First, foreign aid needs to be increased. Several polls have shown that Americans on average believe the U.S. is spending 28 percent of its federal budget on foreign aid, and also that other countries are not doing their fair share. In fact, the U.S. spends less than 1 percent of its federal revenues on foreign aid, and it is not even among the top 20 donors in the world as a percentage of GNI.
This was not always so, and no one denies the importance that U.S. foreign aid has had historically, particularly with the Marshall Plan after World War II. Today, though, the U.S. foreign aid budget is only 0.18 percent of GNI, far below countries like the United Kingdom (0.7 percent), France (0.43 percent) and Germany (0.67 percent).

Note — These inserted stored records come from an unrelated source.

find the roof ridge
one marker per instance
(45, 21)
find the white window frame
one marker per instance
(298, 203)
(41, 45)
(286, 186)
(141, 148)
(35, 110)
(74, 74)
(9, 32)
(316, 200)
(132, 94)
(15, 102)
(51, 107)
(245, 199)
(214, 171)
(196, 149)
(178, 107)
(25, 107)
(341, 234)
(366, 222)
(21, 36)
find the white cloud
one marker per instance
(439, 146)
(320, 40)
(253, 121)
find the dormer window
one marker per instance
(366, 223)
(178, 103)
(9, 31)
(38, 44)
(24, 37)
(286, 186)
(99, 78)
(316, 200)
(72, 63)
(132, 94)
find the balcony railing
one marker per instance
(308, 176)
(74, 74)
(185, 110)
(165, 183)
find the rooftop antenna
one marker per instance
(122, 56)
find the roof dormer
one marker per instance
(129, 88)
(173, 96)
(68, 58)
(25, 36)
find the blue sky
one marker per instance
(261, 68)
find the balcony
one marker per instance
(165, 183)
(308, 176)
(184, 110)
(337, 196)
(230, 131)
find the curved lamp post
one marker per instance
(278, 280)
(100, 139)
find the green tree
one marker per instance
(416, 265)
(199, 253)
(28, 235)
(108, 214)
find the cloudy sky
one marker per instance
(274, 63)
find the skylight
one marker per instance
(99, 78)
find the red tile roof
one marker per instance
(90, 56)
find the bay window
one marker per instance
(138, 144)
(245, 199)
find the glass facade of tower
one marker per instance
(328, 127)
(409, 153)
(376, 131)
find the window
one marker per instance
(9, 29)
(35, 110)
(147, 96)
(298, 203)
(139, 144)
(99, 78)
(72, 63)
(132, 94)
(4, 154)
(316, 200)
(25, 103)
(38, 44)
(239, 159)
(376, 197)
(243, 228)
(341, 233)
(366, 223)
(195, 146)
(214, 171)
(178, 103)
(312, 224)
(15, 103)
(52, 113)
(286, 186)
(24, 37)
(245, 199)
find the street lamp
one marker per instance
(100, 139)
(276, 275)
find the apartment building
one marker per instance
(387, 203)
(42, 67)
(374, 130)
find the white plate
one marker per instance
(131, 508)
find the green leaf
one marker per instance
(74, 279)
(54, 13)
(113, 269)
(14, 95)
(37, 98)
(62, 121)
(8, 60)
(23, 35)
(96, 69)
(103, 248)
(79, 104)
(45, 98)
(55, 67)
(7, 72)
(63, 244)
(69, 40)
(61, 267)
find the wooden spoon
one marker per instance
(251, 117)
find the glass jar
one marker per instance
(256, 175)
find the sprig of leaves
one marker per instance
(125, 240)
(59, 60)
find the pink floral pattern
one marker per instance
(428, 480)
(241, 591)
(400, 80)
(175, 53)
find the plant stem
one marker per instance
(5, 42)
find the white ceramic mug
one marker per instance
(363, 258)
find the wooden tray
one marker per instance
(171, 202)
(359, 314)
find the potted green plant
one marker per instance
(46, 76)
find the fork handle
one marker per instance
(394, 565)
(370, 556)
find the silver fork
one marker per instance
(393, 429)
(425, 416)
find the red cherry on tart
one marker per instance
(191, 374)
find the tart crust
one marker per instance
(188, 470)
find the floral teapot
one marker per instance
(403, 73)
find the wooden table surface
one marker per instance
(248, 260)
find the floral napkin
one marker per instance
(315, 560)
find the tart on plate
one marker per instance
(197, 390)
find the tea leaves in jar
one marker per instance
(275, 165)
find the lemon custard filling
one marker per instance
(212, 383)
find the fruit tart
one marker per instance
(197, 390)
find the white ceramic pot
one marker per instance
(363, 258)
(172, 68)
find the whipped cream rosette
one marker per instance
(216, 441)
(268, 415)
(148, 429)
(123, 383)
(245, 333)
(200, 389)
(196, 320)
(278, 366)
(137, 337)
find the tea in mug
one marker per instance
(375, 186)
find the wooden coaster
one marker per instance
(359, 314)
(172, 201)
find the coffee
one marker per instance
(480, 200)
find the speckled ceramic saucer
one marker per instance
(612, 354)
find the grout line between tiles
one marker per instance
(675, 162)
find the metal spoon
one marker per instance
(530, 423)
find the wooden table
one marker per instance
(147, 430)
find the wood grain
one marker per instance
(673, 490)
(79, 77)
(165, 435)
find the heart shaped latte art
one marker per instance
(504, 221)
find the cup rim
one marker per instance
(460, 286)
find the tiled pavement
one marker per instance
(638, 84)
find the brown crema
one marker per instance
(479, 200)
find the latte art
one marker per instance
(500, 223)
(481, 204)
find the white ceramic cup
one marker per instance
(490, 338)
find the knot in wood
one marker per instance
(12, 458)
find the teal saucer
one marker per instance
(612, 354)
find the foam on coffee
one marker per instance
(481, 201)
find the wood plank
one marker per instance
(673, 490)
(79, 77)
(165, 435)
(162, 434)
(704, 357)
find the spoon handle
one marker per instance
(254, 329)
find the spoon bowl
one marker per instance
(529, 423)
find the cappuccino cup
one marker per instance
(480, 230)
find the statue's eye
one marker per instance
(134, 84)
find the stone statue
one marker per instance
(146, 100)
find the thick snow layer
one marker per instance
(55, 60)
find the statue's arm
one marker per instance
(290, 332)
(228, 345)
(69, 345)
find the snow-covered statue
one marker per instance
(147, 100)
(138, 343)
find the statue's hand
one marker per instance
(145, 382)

One statistic is not the whole story. On an individual level, Americans are far more charitable than Europeans. But foreign aid is a source of soft power in a sense that private charities can never be, and insufficient funding for foreign aid projects inevitably decreases the amount of soft power America has. It should be noted that, after decades of decline, U.S. foreign aid began to increase as the war on terror made it necessary for America to rebuild the countries (Iraq and Afghanistan) that it had liberated. Still, spending is less than a third of what it was in 1962 as a percentage of GNI. Back then, the U.S. recognized foreign aid as an effective way to fight the advance of communism across the globe, one that would not risk escalation and war with the Soviet Union.